To the Editor
We have read with interest the article by Zhao et al1 on a 21 years-old male with Kearns-Sayre syndrome (KSS) due to the novel variant c.170G>C in SLC25A4 which led to depletion of the mitochondrial DNA (mtDNA) to 18.7%.1 The patient presented phenotypically with progressive dysarthria starting from age 13, cerebellar atrophy from age 17, and ptosis and ophthalmoparesis from age 19.1 The study is attractive but raises concerns that should be discussed.
We disagree with the diagnosis KSS. Kearns-Sayre syndrome is diagnosed based on the phenotype. The prerequisite for the diagnosis is the presence of the 3 main clinical features (progressive external ophthalmoplegia, onset <20y, pigmentary retinopathy) and at least one of the features cerebrospinal fluid (CSF) protein >100mg/dl, cardiac conduction defects, or cerebellar dysfunction.2 Interestingly, the patient did not present with pigmentary retinopathy, or heart block. Additional phenotypic features include hypoacusis, PNS involvement, short stature, growth hormone deficiency, lactic acidosis, facial dysmorphism, hypoparathyroidism, emesis, aortic insufficiency, subaortic septum hypertrophy, right bundle-branch block, and white matter lesions.2 None of these additional features were present in the index patient. It was not possible to assess whether the cerebrospinal fluid (CSF) protein was elevated because reference limits were not given in Table 2.1 Since the patient did not have all three central phenotypic characteristics, and manifested additionally only with cerebellar dysfunction, the diagnosis KSS remains speculative. Since SLC24A4 variants usually cause mitochondrial depletion syndrome (MDS) and KSS is usually due to single mtDNA deletions, single mtDNA duplications, or mtDNA point mutations, the index patient should be diagnosed with MDS, with a KSS-like phenotpye rather than as KSS. Mitochondrial depletion syndrome due to SLC25A4 variants phenotypically manifests with epilepsy, cognitive dysfunction, encephalopathy, cerebral atrophy, white matter lesions, cataract, cardiomyopathy, arterial hypertension, myopathy, or scoliosis.3 Which of these manifestations were found in the index patient?

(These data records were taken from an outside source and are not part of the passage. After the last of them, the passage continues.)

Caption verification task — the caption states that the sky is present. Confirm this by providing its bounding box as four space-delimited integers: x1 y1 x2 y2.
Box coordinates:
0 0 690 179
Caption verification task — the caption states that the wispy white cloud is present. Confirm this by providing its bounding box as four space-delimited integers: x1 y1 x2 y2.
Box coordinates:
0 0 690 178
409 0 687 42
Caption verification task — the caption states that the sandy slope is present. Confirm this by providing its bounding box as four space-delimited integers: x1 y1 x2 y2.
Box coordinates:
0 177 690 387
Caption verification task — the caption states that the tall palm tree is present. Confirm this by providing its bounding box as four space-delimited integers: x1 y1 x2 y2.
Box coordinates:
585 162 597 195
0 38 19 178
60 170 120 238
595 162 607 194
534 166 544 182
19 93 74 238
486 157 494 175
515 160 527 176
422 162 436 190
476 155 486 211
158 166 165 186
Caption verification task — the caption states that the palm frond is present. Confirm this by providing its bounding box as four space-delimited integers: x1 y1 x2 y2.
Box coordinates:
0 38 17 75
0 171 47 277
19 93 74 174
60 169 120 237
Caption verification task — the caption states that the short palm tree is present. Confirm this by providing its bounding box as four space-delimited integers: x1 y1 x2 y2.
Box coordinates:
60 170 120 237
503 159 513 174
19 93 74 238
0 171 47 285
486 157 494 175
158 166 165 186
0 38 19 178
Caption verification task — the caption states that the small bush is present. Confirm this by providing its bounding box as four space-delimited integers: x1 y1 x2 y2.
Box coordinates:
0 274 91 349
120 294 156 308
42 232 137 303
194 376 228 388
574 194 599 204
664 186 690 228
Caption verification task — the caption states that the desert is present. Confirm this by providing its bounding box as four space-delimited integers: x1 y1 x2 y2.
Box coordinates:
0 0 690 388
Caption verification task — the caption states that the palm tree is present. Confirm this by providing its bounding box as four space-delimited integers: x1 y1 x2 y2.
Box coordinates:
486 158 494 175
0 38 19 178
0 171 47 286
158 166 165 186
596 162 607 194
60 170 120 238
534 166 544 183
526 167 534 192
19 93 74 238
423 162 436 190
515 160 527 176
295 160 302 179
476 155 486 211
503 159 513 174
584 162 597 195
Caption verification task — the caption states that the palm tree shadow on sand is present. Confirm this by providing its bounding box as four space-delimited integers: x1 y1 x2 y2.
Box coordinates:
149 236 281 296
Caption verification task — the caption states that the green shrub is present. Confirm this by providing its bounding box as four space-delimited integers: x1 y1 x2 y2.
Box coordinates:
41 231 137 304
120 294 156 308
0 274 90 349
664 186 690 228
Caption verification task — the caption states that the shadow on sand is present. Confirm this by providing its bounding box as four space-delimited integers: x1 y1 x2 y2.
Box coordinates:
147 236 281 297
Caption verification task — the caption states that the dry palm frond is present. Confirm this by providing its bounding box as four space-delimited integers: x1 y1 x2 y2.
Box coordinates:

We disagree with the statement in the abstract that KSS is a subtype of progressive external ophthalmoplegia (PEO).1 Though PEO may evolve into KSS over time,4 both disorders are distinct syndromic mitochondrial disorders (MIDs).
A shortcoming of the study is that the mtDNA was not sequenced to know if there were single or multiple mtDNA deletions or an mtDNA point mutation.
There is a discrepancy between case description and discussion. In the first paragraph of the discussion the patient is described with diffuse, retinal depigmentation, which is not described in the case description or in Table 1. This discrepancy should be solved.
The wording in the abstract “only when the proportion of mutations in the SLC25A4 gene reach a certain degree” is not comprehensible and the meaning should be clarified.
We do not agree with the statement that cerebellar atrophy has not been previously reported.1 Cerebellar atrophy has been repeatedly reported5,6 and may be even asymmetric as in the index patient.
Overall, the interesting study has some limitations and inconsistencies that call the results and their interpretation into question. Addressing these limitations could further strengthen and reinforce the statement of the study. SLC25A4 variants cause MDS which may manifest with a KSS-like phenotype. Kearns-Sayre syndrome is a mitochondrial syndrome due to single mtDNA deletions or mtDNA duplications.